Abstract

Studies of sexuality and U.S. citizenship have offered rich and transformative insights about the ways in which ideologies of the nation both shape and are shaped by questions of sexuality. But existing scholarship has less frequently and consistently attended to the ways that the state itself might be understood as sexualized. This article begins to trace a queer history of the formal mechanisms that the state uses to produce new citizens by focusing on the earliest federal law on naturalization, passed in 1790, as well as contemporaneous commentaries on immigration and acquired citizenship in the early national period. I argue that we should be more skeptical of the distinction typically drawn between birthright citizenship and naturalization Ð ascriptive vs. consensual. Instead, I show how the opposition between the two models actually serves to mask the ways that both birthright citizenship and naturalization have historically been embedded within (hetero)sexualized understandings of production. Rather than breaking with a model of citizenship based on bloodline, the very language of naturalization has been encumbered with assumptions about a reproductive subject, and so tends to reinforce the model of an organic, sexually reproduced citizenry.

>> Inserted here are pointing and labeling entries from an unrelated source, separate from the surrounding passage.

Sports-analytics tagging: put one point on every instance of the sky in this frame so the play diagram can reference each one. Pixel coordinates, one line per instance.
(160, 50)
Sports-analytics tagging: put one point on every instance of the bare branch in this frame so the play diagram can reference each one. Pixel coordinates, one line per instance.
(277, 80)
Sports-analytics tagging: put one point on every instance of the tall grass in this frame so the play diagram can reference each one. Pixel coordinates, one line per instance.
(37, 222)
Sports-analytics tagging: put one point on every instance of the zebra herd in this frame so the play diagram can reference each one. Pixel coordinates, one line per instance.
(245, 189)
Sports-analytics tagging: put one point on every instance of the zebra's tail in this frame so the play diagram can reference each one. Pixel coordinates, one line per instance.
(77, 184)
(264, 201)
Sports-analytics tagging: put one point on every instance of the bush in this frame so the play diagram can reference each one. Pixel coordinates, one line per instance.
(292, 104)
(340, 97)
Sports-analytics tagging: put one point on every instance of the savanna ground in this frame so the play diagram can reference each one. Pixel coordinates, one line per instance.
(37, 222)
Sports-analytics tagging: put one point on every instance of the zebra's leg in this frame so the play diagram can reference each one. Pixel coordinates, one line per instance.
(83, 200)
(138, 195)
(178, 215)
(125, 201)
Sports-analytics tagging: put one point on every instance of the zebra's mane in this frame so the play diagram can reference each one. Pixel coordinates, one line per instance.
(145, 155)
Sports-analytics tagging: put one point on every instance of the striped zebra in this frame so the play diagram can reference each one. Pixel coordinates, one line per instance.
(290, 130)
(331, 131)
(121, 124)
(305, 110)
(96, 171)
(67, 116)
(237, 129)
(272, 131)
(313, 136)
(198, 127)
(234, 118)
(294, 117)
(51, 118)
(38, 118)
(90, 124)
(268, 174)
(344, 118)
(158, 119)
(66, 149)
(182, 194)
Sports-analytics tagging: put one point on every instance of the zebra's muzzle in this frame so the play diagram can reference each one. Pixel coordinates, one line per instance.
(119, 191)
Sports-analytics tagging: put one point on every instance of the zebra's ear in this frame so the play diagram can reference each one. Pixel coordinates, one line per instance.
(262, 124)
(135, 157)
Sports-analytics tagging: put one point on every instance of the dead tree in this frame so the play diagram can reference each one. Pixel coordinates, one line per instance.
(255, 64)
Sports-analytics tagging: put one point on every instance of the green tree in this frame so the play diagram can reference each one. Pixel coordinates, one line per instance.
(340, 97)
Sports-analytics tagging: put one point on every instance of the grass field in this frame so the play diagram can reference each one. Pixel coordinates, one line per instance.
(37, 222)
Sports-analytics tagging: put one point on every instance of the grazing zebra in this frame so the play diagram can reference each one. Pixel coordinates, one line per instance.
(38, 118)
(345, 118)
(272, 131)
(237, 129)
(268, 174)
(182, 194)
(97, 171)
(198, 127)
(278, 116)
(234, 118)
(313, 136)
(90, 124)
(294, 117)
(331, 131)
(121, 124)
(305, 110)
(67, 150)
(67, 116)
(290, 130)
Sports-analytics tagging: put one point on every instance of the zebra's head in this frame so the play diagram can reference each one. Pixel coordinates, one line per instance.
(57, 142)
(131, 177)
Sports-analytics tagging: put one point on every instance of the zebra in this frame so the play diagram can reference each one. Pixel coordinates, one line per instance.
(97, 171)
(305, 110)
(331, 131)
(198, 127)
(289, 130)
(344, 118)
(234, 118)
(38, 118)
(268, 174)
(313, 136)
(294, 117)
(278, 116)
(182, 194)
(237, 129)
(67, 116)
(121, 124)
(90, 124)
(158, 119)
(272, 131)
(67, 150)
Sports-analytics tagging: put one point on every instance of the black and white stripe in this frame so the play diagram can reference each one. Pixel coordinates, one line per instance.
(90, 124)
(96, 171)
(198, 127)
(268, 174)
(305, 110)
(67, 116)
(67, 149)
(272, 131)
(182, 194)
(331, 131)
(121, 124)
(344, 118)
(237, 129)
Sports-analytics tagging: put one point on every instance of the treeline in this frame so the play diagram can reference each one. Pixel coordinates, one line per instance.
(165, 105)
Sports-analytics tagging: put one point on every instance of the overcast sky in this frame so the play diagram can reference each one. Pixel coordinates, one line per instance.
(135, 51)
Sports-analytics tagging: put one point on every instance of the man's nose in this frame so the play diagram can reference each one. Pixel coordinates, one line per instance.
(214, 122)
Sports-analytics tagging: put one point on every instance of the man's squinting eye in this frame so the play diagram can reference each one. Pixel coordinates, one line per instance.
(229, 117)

Despite its potential to make good on the liberal promise of consent, even naturalization cannot escape a logic of belonging that depends upon the transmission of citizenship through biological reproduction. This is not simply because legislation has tended to instantiate exclusionary ideologies of identity (race, gender, class, sexual orientation) that have "spoiled" the liberal promise of citizenship in the U.S., but also, and perhaps more stubbornly, because this blood logic is embedded within the very metaphors through which such a form of producing citizenship is imagined.